In a speech to local business leaders in Shizuoka, Kamezaki said the economy is no longer in free fall and is likely to head for a mild recovery soon thanks to a slowdown in production cuts and the government’s stimulus measures. But there remains “great uncertainty” over the future prospects, he added.

He said effects of the government’s financial and fiscal policies remain uncertain and cited as one area of concern “whether the massive issuance of government bonds could build upward pressures on interest rates.”

The yield on the benchmark 10-year Japanese government bond has recently been on an uptrend, and hit a fresh seven-month intraday high of 1.545 percent Wednesday morning.

A rise in long-term interest rates weighs on the budget by increasing government debt-servicing costs and may also lead to higher mortgage rates and other borrowing costs.

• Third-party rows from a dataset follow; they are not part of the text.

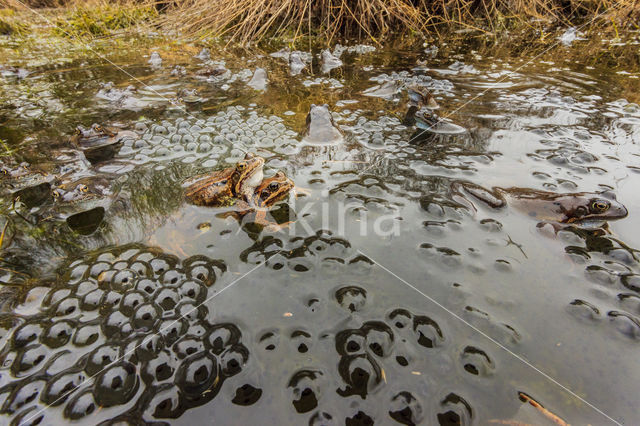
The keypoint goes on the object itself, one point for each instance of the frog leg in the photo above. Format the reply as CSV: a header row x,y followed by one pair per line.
x,y
300,190
261,219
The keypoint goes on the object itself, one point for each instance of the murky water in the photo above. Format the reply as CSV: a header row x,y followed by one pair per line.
x,y
387,300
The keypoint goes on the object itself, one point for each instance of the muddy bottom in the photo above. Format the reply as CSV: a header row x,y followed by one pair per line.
x,y
385,296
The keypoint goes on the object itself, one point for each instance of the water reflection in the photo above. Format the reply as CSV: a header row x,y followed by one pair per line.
x,y
320,333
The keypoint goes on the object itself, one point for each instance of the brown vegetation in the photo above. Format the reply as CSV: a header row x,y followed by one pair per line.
x,y
247,21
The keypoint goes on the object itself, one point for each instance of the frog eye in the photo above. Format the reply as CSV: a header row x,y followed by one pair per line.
x,y
600,206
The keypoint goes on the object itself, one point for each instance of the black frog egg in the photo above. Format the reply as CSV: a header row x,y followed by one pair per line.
x,y
92,300
159,368
167,299
110,301
147,286
405,409
59,387
98,268
221,336
68,307
116,325
191,312
187,346
58,334
301,340
77,272
192,291
26,334
131,301
197,374
351,298
165,404
233,359
145,316
100,358
30,357
360,374
123,280
116,385
143,269
23,395
171,278
81,405
85,287
172,329
86,335
428,332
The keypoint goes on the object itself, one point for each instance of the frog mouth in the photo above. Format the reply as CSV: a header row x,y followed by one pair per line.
x,y
253,181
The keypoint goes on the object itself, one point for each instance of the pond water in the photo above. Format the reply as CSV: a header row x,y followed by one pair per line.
x,y
389,299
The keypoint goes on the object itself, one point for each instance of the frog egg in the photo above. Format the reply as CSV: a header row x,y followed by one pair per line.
x,y
86,335
159,368
147,286
167,299
125,151
162,152
92,300
67,307
233,359
58,334
165,404
145,316
205,147
81,405
131,301
117,385
197,374
116,325
159,130
187,346
56,391
31,357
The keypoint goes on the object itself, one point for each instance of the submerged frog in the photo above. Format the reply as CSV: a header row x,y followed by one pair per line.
x,y
82,203
576,208
225,187
321,129
100,143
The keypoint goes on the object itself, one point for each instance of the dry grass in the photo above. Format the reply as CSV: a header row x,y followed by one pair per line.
x,y
248,21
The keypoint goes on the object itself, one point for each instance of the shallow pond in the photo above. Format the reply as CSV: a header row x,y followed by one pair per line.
x,y
389,299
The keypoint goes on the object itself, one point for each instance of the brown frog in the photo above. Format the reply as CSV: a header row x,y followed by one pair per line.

Kamezaki was also cautious over the price trend, saying if the economic recovery does not take place in line with the main scenario and there is a further shortage of demand, the situation “may lead to a deflationary spiral. . . . It is very dangerous.”

The key consumer price index fell 0.1 percent in April from a year earlier for the second straight month of decline.

Kamezaki said the CPI will probably still trend downward, with the year-on-year fall reaching around 2 percent toward summer as more companies face the need to cut prices to secure sales even at the sacrifice of profit margins due to deteriorating employment and income conditions.

Although he sees the recession easing, “it would take considerable time” for corporate production and sales to return to the level seen in the past, the BOJ policymaker said.